Modes of Inheritance Flashcards
What are the 6 types of inherited disorders?
- Autosomal dominant
- Autosomal recessive
- X-linked dominant
- X-linked recessive
- Y-linked
- Mitochondrial
What are autosomes?
Chromosomes not involved in determining sex (1-22)
What are autosomal dominant alleles?
Only 1 inherited for phenotype
Why are brown eyes dominant?
Even just 1 active OCA-2 gene —> enough melanin produced for brown eyes
What is the chance of an autosomal dominant affected parent having an affected child?
1/2
What type of pedigree pattern do autosomal dominant disorders have?
Vertical
How do autosomal dominant alleles change a phenotype? (3)
- Gain-of-function
- Dominant negative effect
- Haploinsufficient
What is a gain-of-function effect?
Gene makes protein with new function
What is a dominant negative effect?
Mutated gene produces protein that can’t bind properly (eg. dimers/multimers produced)
What is a haploinsufficient effect?
Loss of 1 allele copy —> not enough protein produced
What are 2 examples of autosomal dominant disorders?
- Huntington’s disease
- Hypertrophic cardiomyopathy
What are the 5 symptoms of Huntington’s disease?
- Difficulty concentrating
- Depression
- Stumbling
- Involuntary jerking
- Swallowing issues
When do Huntington’s disease symptoms usually start?
Age 30-50
What mutation causes Huntington’s disease?
CAG repeats —> multiple glutamines in huntingtin protein
Why does the CAG expansion cause Huntington’s?
Abnormal huntington protein aggregates in cells —> toxic to neurones —> cell death
How does hypertrophic cardiomyopathy affect the heart? (4)
- Thick heart muscles
- Reduced heart chamber volume
- Stiffer heart walls
- Sudden cardiac death
What type of genetic disorder is Huntington’s disease?
Autosomal dominant
What type of genetic disorder is hypertrophic cardiomyopathy?
Autosomal dominant
What is the most common mutation leading to cardiomyopathy?
MYH7 gene (β-myosin heavy chain)
- Also MYBPC3 —> mutated myosin binding protein c
Why does MYH7 mutation lead to hypertrophic cardiomyopathy?
Decreased ATPase activity —> reducing sliding velocity —> weaker cardiac muscle —> compensatory cardiac muscle growth
What happens to cardiac function in hypertrophic cardiomyopathy?
Reduced
Why does hypertrophy occur in hypertrophic cardiomyopathy?
Compensatory (weaker muscle)
What are carriers?
Those with 1 copy of recessive disorder allele —> can pass on disorder but don’t have it
What are autosomal recessive alleles?
Need 2 copies for phenotype
How do autosomal recessive alleles change a phenotype?
Loss-of-function
What is the chance of an autosomal recessive affected child having an affected sibling?
1/4
What type of pedigree pattern do autosomal recessive disorders have?
Horizontal
What increases the risk of autosomal recessive diseases in a family?
Cosanguineous marriages
What do cosanguineous marriages lead to and why?

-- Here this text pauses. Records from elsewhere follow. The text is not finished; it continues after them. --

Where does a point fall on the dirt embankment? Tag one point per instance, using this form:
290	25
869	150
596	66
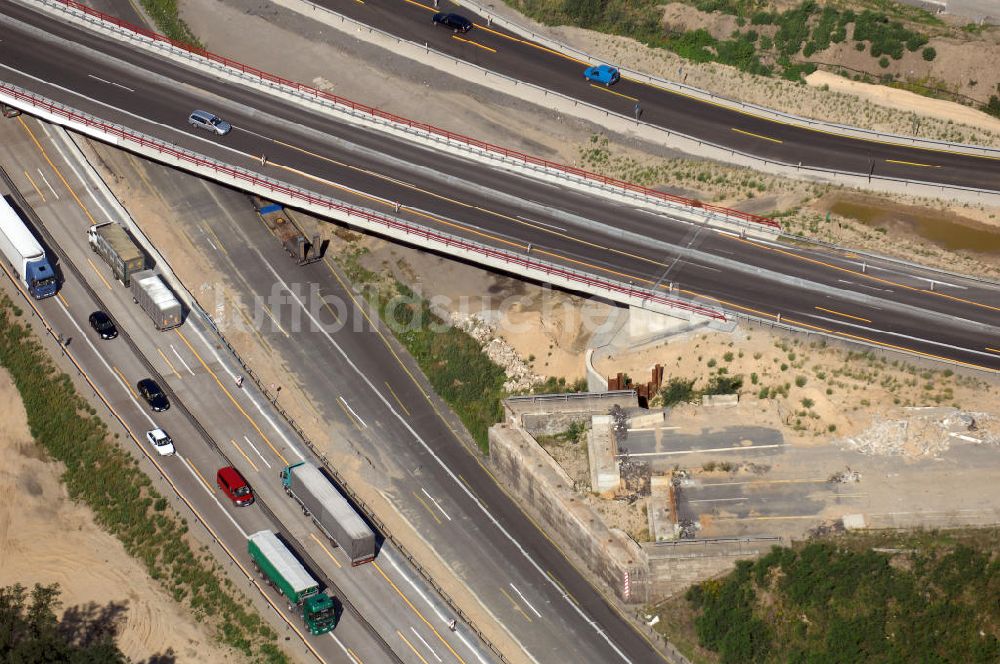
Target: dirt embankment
47	538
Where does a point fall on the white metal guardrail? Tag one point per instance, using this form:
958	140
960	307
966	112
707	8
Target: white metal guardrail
524	264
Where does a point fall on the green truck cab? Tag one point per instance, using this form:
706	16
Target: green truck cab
276	565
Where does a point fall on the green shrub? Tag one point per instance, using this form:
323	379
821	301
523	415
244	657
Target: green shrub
124	503
677	390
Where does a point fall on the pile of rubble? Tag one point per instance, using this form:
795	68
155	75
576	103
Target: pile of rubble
925	434
520	377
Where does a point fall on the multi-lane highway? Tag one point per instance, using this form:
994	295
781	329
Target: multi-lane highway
387	611
499	50
879	302
546	602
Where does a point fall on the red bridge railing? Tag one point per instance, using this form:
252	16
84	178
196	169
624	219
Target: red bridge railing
423	126
293	193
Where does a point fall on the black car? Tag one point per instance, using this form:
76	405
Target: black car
103	325
154	396
456	22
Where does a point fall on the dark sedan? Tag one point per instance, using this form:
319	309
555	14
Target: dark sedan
103	325
154	396
456	22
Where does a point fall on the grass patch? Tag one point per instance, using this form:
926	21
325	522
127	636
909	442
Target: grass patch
108	480
168	21
881	596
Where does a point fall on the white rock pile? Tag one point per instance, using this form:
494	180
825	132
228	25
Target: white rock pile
520	377
928	434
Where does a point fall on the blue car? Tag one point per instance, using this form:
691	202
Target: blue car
605	74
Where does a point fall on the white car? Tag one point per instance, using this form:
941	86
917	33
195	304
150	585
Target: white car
160	441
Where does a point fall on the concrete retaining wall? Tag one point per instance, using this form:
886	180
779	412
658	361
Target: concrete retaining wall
545	492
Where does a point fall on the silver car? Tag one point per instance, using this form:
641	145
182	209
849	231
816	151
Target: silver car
212	123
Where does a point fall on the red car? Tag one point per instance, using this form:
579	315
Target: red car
234	486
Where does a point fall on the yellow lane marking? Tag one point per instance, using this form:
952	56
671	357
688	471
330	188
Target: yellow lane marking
604	88
393	393
249	460
517	607
411	647
39	191
267	310
516	245
354	421
910	163
863	275
231	398
414	609
98	272
217	240
143	449
749	133
58	172
198	472
533	45
469	41
169	363
839	313
427	507
125	380
836	333
326	550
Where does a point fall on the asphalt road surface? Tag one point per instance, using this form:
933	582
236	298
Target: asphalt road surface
498	50
865	299
387	612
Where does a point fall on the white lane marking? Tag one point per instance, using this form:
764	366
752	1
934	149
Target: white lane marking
524	599
426	645
250	395
716	449
436	504
343	647
853	283
199	482
448	471
541	223
181	359
257	451
348	407
48	184
128	390
461	636
908	337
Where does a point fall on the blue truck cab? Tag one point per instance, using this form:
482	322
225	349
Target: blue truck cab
40	278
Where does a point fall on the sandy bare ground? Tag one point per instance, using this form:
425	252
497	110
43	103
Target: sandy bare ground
47	538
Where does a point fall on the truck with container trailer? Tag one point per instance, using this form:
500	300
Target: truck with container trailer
118	250
282	226
281	569
330	511
150	293
24	254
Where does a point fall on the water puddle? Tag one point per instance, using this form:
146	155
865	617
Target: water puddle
946	230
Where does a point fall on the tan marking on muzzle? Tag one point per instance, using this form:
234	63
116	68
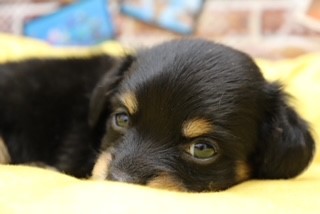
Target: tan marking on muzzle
168	182
41	165
196	127
101	167
4	153
242	171
129	100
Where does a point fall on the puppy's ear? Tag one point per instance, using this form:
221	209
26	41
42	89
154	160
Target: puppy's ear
286	145
100	98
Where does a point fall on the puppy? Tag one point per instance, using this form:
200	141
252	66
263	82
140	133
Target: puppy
187	115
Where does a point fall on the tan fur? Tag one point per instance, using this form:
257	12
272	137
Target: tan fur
196	128
100	169
41	165
130	101
4	153
242	171
168	182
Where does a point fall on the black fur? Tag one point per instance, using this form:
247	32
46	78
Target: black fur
59	111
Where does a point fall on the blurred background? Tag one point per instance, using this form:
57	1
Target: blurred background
263	28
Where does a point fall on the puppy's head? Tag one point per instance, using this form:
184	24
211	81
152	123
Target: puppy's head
196	116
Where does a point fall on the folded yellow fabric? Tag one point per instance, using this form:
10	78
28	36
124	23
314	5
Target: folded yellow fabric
32	190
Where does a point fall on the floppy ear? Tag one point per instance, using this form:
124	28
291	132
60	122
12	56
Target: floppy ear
100	98
286	145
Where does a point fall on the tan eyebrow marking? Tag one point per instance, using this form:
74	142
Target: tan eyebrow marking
130	101
196	127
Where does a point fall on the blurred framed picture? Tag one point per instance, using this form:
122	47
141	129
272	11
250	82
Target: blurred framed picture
311	16
179	16
85	22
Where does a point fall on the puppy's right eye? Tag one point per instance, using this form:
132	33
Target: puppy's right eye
121	120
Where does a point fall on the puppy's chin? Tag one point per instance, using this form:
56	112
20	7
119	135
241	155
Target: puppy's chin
101	168
167	182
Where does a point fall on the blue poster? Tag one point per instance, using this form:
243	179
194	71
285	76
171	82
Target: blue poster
86	22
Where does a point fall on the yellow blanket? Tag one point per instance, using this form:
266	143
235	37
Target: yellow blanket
32	190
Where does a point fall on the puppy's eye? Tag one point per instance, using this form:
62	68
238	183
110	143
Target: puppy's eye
202	149
122	120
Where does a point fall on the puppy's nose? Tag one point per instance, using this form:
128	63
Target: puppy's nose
118	175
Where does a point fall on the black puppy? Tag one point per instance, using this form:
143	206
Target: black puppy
187	115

Increased risk of autosomal recessive disorders in children
- Smaller gene pool
What symbol represents disease gene frequency?
q
How do you calculate the risk of having an affected child via q?
1/q^2
How do you calculate the risk of having an affected 1st cousin of an affected child via q?
1/(q/16)
How does the prevalence of an autosomal recessive disease affect the risk of inheritance in cosanguineous marriages?
Less prevalent (rarer) —> higher risk
What is an example of an autosomal recessive disease?
Cyctic fibrosis
What type of disease is cystic fibrosis?
Autosomal recessive
What are the 4 symptoms of cystic fibrosis?
- Failure to thrive
- Impaired airway defence
- Prone to respiratory infections
- Digestive issues
Which mutations cause cystic fibrosis?
CFTR gene mutations (chromosome 7) —> codes for chloride ion channel
What is the result of CFTR gene mutations in cystic fibrosis?
Defective chloride ion channels (loss-of-function)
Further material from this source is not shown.